The Rocky Mountain News (Denver CO, USA) will appear for the last time today, just short of its 150th birthday. And the staff has been chronicling the closure in real time through social media.
One of the paper’s official blogs discusses it. Staff members have been posting their feelings, pictures, etc. on Facebook.
There is something extremely ironic and poetic about this, especially given the brutality of the announcement. Although rumours have been swirling for months (I know someone who works there who has been telling me abut it), the parent company gave the staff just one day to deal with the announcement: “Tomorrow’s is the last edition”. But the social media are giving the staff a way to express their grief and to be comforted.
I don’t have any deep insights into this example. I find it touching. And sad. And somehow very human.
I was having a conversation earlier this week regarding expectations that companies have a right to exist – rather than this being a privilege granted by society (that also carries responsibilities). So, I accept an argument that some organisations or cultures come to an end and that is sad, but inevitable.
At the same time, some in management seem to fail to realise that there is a reciprocal arrangement in society. Employees are not the servants of organisations and there is more than a simple contractural/exchange relationship, especially when people are expected to make a commitment to their employer.
In the UK, the way in which some companies are treating “contract” staff in the current situation is quite shocking. They do not have the same legal rights as full-time employees, but still deserve respect and recognition that they are people, not a piece of machinery to be stood down.
There are certainly a lot of lessons for PR to ensure their organisations are behaving responsibly at this time – although I have heard some say that CSR isn’t on their agenda this year.
Heather, I agree, but at the same time, I don’t thing we should cling to things simply because they are old. A few years ago, we visited Wupatki National Monument in Arizona and found it amusing that the very premise of the park, which conserves ancient Anasazi dwellings is against the philosophy of those people, who believed that old buildings, etc. should be recycled for the benefit of the living and not kept as monuments to the past.
I think your point about ownership structure mattering is interesting. One of the first reactions to the paper’s official blogpost recommends an employee buy-out (the paper is being shut down by a major news corporation).
On the paper’s blog, you can watch the Youtube video of the guy from the parent corporation giving the bad news. I admit that I am judging his performance on the basis of a two-minute extract, but it didn’t overwhelm me as a good case of employee relations.
I’ll give him credit for making the announcement in person and immediately reassuring the staff that they had done their jobs well, but, he explained, the news business model changed around them.

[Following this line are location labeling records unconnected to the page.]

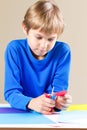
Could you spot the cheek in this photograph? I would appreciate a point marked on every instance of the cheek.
(51, 45)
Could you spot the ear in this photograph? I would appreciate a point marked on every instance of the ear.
(24, 28)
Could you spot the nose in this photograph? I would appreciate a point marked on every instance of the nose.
(44, 44)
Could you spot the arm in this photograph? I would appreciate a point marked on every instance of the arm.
(13, 90)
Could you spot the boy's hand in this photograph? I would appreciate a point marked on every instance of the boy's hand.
(63, 102)
(42, 104)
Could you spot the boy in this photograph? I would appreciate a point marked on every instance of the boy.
(35, 64)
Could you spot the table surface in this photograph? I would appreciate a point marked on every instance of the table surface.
(13, 118)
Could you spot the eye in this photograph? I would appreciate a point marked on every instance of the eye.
(39, 38)
(50, 39)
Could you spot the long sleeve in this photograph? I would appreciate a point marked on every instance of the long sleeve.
(13, 89)
(60, 79)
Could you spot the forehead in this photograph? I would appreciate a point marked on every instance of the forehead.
(38, 32)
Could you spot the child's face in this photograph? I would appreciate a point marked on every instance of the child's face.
(40, 43)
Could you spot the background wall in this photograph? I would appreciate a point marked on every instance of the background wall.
(74, 12)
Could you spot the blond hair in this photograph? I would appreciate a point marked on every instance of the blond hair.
(44, 14)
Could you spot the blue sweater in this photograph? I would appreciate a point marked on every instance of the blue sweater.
(27, 78)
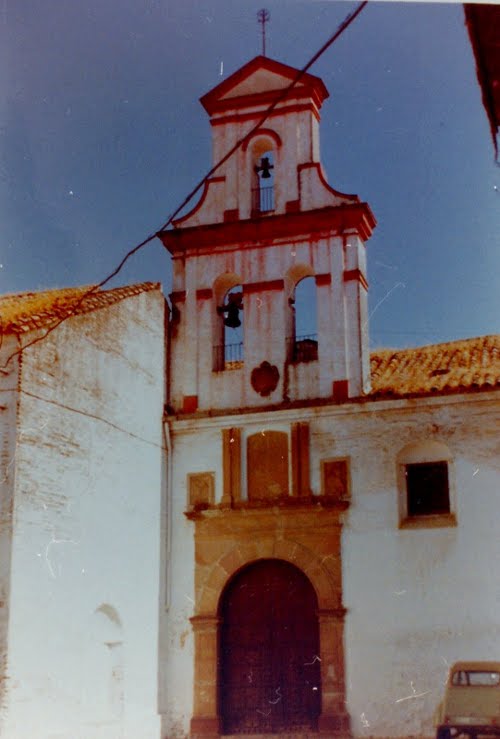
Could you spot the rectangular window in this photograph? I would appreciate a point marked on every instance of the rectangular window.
(336, 479)
(427, 488)
(476, 677)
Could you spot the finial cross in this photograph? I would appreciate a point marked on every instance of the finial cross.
(263, 16)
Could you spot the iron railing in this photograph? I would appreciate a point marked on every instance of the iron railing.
(303, 348)
(263, 199)
(227, 356)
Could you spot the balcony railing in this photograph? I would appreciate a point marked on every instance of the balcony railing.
(227, 356)
(303, 348)
(263, 199)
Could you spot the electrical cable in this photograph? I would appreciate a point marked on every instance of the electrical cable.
(338, 32)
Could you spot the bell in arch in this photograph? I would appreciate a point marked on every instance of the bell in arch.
(265, 168)
(232, 310)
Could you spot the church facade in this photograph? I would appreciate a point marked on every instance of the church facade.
(321, 498)
(232, 518)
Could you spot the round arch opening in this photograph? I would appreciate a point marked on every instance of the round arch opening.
(269, 665)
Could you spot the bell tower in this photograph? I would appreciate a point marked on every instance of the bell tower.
(266, 221)
(268, 333)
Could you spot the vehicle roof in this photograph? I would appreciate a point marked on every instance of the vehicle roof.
(477, 665)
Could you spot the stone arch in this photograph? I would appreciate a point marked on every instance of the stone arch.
(301, 313)
(265, 134)
(228, 565)
(294, 275)
(222, 285)
(269, 637)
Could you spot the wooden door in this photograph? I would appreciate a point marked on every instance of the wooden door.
(269, 666)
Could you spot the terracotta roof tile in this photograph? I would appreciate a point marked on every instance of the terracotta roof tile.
(469, 364)
(23, 312)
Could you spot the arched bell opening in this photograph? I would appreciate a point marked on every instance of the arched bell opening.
(302, 320)
(269, 676)
(229, 330)
(263, 172)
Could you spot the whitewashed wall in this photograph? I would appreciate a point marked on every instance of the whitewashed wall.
(9, 375)
(417, 600)
(83, 622)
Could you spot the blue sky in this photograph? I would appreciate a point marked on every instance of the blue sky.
(102, 136)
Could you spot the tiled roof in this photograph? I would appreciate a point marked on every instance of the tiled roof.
(469, 364)
(23, 312)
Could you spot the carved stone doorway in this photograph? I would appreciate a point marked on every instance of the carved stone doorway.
(269, 665)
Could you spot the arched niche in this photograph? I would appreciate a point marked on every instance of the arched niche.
(263, 168)
(227, 342)
(302, 312)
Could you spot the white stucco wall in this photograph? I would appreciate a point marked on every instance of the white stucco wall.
(9, 375)
(417, 600)
(84, 605)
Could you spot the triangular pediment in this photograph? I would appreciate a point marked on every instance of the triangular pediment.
(258, 77)
(262, 80)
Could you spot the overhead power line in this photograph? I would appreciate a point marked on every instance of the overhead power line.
(279, 98)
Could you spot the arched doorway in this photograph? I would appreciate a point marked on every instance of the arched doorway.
(269, 665)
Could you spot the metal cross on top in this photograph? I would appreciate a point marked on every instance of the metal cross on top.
(263, 16)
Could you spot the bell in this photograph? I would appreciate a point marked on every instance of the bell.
(265, 168)
(232, 320)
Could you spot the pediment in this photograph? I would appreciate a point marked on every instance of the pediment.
(262, 80)
(260, 76)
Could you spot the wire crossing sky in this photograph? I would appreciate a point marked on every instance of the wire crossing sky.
(102, 134)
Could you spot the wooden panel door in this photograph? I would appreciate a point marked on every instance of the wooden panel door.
(269, 666)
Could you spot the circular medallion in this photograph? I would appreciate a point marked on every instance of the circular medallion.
(264, 379)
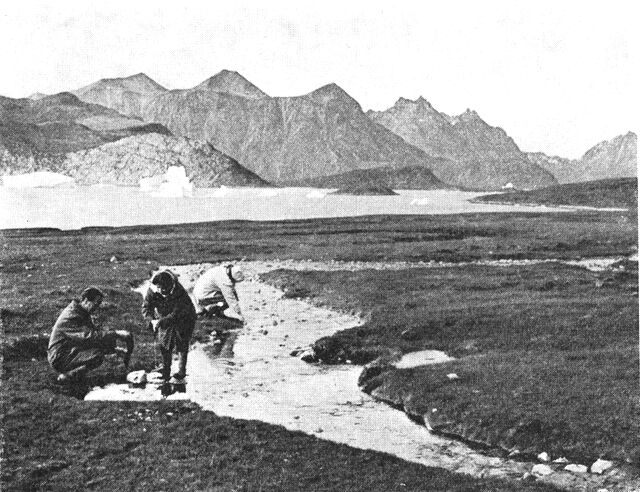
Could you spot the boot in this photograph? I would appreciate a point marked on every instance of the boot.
(182, 366)
(166, 365)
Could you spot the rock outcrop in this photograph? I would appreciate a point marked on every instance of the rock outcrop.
(615, 158)
(35, 128)
(127, 95)
(283, 139)
(416, 177)
(480, 156)
(128, 160)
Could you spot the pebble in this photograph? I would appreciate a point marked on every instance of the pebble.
(599, 466)
(541, 470)
(576, 468)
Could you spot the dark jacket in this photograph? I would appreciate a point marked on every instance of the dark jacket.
(174, 311)
(75, 329)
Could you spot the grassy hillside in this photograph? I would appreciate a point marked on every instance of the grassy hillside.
(616, 193)
(53, 440)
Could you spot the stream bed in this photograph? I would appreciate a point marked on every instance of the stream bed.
(256, 377)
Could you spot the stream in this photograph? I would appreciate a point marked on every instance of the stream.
(255, 377)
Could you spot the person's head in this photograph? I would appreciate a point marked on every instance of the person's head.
(163, 283)
(91, 298)
(237, 275)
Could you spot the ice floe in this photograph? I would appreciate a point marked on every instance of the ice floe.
(39, 179)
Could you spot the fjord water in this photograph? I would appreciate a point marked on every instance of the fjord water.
(74, 207)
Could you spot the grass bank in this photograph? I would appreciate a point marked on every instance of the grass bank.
(547, 353)
(604, 193)
(53, 440)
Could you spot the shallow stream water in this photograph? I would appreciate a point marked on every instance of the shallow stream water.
(256, 377)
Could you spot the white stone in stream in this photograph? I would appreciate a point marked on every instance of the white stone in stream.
(541, 470)
(137, 377)
(600, 466)
(576, 468)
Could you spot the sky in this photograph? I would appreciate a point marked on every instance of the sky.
(557, 76)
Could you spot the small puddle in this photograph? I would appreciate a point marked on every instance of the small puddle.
(255, 377)
(260, 380)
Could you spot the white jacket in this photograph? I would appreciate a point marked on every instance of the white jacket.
(216, 280)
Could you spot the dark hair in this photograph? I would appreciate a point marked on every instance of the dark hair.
(164, 280)
(91, 294)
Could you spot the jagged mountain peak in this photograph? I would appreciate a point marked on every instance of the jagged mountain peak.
(332, 92)
(421, 103)
(36, 96)
(231, 82)
(139, 83)
(62, 98)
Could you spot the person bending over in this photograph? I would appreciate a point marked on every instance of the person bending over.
(170, 314)
(77, 346)
(215, 292)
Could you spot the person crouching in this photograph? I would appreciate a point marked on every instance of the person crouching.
(170, 314)
(215, 292)
(77, 346)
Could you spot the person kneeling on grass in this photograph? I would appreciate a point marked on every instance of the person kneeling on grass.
(171, 316)
(76, 346)
(215, 292)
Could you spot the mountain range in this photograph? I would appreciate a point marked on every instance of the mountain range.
(283, 139)
(319, 138)
(616, 158)
(483, 157)
(95, 144)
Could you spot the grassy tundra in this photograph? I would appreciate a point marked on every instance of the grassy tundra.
(521, 347)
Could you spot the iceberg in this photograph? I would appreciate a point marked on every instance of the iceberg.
(40, 179)
(419, 201)
(174, 183)
(316, 194)
(220, 192)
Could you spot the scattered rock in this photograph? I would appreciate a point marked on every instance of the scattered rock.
(576, 468)
(309, 355)
(410, 334)
(600, 466)
(542, 470)
(137, 377)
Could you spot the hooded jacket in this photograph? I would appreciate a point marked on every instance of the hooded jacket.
(74, 328)
(175, 310)
(218, 280)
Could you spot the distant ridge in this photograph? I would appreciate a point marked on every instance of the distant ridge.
(126, 95)
(484, 157)
(233, 83)
(94, 144)
(415, 177)
(615, 158)
(283, 139)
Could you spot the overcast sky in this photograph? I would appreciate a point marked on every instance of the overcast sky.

But then it goes pear shaped when he gets embarks on this philosophical ramble about how the other newspaper in town is better fit for survival. I’m not sure that part of the speech was very constructive.
Kristen – Like you I find it sad to hear of well established concerns like this winding up. The impact on real people of the current economic or technology-driven changes is also always moving.
We do lose something of cultural and societal significance when newspapers or high street shops (in the case of the UK’s Woolworth’s which has closed after 99 years) disappear. They are part of the fabric of life for many people.
Can we ever feel as affectionate for Google as for a local newspaper, or for Amazon and for our favourite local book store?
For me one major difference is that organisations today seem to be founded primarily for monetary purposes rather than to fulfil an individual dream of running a business or to benefit society (even if just in providing goods to meet a need).
The headlines in UK today regarding banks sums this up for me – once a bank manager was a local dignitary, someone of importance, looked up to and of character.
Today banks are just about selling and impersonal demands – and their top guys who have brought about the demise of well respected organisations by their own greed and bad management are rewarded by fat pensions and have little respect for the havoc they have caused, little regard for their own reputation and no sense of responsibility at all.
Can we learn lessons from all this and ensure the emergence of modern, societally respectful businesses that will survive at least 100 years? I’d like to think so, but I’m really not sure.